Gold continued its uptrend in February, hitting multiple new highs before pulling  back to end the month at US$2,835/oz – up 0.8% m/m.1 This performance was  echoed across major currencies, all of which also registered new record highs (Table 1). General interest in gold was bolstered by continued flows of gold into  COMEX inventories, driven by continued tariff uncertainty. 

Gold hit new highs during the  month, supported by a weaker US  dollar, extending its y-t-d gains to  9percent According to our Gold Return Attribution Model (GRAM), US dollar weakness  during the month was one of the primary drivers of gold’s performance,  alongside an increase in geopolitical risk and a drop in interest rates (Chart 1).  And while gold’s strong price appreciation in January created a small drag, it was  counterbalanced by positive support from flight-to-quality flows. This was best  illustrated by gold ETF activity, which saw massive net inflows of US$9.4bn (100t) – the strongest month since March 2022 – led by US- and Asian-listed funds.  

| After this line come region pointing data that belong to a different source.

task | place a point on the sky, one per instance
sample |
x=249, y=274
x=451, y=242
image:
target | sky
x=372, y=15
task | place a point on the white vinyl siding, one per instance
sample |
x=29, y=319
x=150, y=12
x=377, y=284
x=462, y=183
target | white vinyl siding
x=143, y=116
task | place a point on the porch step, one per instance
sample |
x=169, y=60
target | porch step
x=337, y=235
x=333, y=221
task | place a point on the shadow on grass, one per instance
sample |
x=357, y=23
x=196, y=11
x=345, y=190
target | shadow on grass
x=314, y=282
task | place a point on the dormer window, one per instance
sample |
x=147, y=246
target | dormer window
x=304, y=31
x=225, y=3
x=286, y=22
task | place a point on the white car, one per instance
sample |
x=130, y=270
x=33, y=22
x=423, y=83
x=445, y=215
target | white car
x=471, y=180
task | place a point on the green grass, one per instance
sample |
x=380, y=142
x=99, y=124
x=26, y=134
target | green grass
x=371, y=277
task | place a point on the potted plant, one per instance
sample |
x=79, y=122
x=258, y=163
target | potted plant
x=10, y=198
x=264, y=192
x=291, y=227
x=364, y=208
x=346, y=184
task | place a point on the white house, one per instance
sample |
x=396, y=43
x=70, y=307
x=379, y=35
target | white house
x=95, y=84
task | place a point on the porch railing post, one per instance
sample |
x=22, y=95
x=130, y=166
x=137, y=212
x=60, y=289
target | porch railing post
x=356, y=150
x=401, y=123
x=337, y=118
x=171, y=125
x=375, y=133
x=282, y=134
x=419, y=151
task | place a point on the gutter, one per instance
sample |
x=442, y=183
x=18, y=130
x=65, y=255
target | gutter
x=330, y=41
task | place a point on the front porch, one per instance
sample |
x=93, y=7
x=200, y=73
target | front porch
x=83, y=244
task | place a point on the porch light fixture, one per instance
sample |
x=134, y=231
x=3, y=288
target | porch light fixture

Reassessing risk and reward 

• The “Trump trade” – stronger dollar and US stocks – has  taken a back seat amidst concerns about tariffs and hawkish foreign policies, conditions that will likely remain 

• As governments look to increase military spending,  budgets deficits are likely to increase and credit ratings to fall 

• At the same time, despite inflationary pressures, markets  expect a more dovish Fed, pricing in at least two full rate  cuts by the end of the year  

• These factors combined are creating a particularly  supportive environment for gold.  

Risk-off in, risk-on out

The “Trump trade” – which hinged on the pro-US growth  agenda of the new administration and fuelled a dollar and  stock rally post US election – appears to have faded. 

While European stocks continue to do well, the major  beneficiaries have been risk-off assets such as US Treasuries  and gold (Chart 2). 

Inflation is bubbling up 

Trump‘s campaign agenda hinged on a few key items,  including: tariffs, immigration and tax cuts2 – all of which  have the potential to flare up inflation However, assessing the economic impact of tariffs is not  straightforward: while they might be inflationary in a very  strong economy, they could lower spending in a weaker  one.3 And there are already signs that consumer sentiment  in the US is beginning to falter: the University of Michigan  consumer and expectation surveys are at their lowest level  since 2023.4 

Lower levels of immigration (and higher deportations) will  likely lead to higher labour costs, although the strength of  the labour market is key to determine its full effect. Nominal  wages in the US are currently plateauing while potential  large-scale Federal layoffs could increase labour supply.  However, those workers are unlikely to fill the spaces left by  immigration. 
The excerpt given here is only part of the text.